In essence, the market has established a very efficient way for technology to become appropriate for mass consumption: Shiny new things draw in a mix of the curious and the attention seeker, both of whom exhibit a much lower elasticity of demand for cutting-edge technology than the average consumer. In other words, early adopters self-select as willing participants in alpha- or beta-testing brand new capabilities, by virtue of their appetite for certain products even as prices approach a level that greatly exceeds utility.

It’s always been an expensive habit, approaching four figures even when the average cellphone price was much lower than it is today (because of both subsidies and inflation). And manufacturers like Apple and Samsung have gotten very adroit at using it to their advantage. In the past several years, both of those companies have floated technology commonplace only a few years later, in exclusive devices alongside more traditional wares, and positioned them as sneak previews of what’s to come.
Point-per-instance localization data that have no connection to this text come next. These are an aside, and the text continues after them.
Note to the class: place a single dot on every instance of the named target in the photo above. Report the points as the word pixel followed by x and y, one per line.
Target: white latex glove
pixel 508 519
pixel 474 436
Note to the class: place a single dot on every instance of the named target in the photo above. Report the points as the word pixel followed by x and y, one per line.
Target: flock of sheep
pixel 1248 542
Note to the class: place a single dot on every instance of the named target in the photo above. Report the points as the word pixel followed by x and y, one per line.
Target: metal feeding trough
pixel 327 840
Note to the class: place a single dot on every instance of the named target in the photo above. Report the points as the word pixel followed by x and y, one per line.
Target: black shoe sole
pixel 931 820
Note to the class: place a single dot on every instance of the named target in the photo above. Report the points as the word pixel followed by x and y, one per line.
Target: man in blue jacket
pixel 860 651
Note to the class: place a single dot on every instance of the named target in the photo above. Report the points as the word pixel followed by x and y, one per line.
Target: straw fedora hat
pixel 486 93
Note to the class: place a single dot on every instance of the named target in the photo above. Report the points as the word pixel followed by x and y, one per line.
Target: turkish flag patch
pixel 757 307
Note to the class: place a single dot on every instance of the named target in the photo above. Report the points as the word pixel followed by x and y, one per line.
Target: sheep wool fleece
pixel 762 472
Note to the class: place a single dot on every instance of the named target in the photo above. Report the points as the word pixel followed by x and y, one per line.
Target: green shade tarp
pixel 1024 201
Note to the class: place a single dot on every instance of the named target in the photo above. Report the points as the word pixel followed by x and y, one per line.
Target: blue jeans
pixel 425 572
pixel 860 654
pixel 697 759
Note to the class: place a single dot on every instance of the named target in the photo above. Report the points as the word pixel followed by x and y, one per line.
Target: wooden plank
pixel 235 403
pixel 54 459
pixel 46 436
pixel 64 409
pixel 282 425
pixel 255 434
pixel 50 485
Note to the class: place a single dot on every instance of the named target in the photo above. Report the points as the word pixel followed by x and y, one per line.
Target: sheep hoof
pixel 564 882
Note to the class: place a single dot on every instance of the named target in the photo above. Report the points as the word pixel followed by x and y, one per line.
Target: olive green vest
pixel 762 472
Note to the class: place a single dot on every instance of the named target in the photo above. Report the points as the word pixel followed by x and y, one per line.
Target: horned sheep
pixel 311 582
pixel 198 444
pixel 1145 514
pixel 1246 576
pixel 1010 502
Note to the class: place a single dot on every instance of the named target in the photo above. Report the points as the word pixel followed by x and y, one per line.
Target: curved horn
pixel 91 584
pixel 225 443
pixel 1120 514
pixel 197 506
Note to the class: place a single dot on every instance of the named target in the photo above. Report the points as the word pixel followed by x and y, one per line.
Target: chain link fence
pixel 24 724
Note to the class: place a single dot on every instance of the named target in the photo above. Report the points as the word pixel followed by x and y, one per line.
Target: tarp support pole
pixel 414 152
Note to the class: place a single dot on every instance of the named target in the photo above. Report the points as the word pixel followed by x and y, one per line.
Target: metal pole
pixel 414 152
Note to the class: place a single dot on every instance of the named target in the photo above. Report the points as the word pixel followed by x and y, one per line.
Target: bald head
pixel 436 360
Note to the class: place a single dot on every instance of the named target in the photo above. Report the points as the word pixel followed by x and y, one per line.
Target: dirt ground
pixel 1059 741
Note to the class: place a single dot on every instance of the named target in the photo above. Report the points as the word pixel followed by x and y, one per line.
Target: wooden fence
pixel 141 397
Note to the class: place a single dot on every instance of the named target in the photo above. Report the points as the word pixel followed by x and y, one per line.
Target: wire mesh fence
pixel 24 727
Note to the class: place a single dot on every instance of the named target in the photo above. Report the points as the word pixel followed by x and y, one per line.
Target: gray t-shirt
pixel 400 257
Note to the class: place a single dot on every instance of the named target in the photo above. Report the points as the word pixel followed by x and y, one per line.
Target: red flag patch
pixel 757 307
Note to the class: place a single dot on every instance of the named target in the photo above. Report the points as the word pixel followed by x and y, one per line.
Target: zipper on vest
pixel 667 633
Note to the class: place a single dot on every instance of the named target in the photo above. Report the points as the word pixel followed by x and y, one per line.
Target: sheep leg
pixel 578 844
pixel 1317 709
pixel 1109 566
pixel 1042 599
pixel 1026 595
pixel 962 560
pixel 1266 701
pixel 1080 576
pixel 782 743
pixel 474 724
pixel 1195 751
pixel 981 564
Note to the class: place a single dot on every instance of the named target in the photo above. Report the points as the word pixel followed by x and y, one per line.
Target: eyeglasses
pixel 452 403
More recently, Samsung has taken the model one step further, having begun last year to introduce certain features, designs, and capabilities into its mid-range devices before they’d even been incorporated into the highest-end handsets. It’s a clever gambit, in that it broadens the base of users who volunteer to test new things that may only exhibit their peculiarities at scale.

These were both companies that offered separate, highly priced, and viscerally appealing phones during the tenth-year anniversaries of their respective marquee flagship brands. Who copied whom isn’t really as pertinent as what it says about the mobile industry going forward: that it seems very willing to turn at least part of what used to be internal quality assurance testing into a paid perk for its most dedicated — and, unfortunately, its most wealthy — customers.

That latter point is less of a critique of the consumption class and more an observation of where this consumer-as-beta-tester model falls short. If you are buying a Galaxy Fold knowing full well what you’re getting yourself into, then you will likely be responsible in your public evaluations of the device; however, if you’re just buying it because you can, and equate a high price with being the ambiguous “best,” then your disappointment, if expressed broadly and unconditionally, could undeservedly hinder adoption of the underlying tech.

That being said, manufacturers still bear some responsibility for delivering a functional experience in what are otherwise indulgences. Early adopters are willing to give companies some leeway in exchange for finally letting us play with tech that we’d formerly only read about, but we don’t want to feel like suckers, spending more than everyone else just to get inferior enjoyment.

Still, it should be clear that being an early adopter involves some sacrifices that the typical user does not want, and should not have, to make. With the Galaxy Fold, one need only look at the size of the device versus the comically low percentage of the front face occupied by display to realize that that they’d probably be better off both financially and performance-wise with the highest-spec’ed Galaxy S10+.

So unless early reviews find some absolutely deal-breaking flaws with what is admittedly a device beta-testing several new technologies at once, I am reasonably willing to play this game once again with the Galaxy Fold. And since your own phone circa 2021 might fold, or roll up, or do something else once considered cutting-edge, please don’t chide me too much if I do.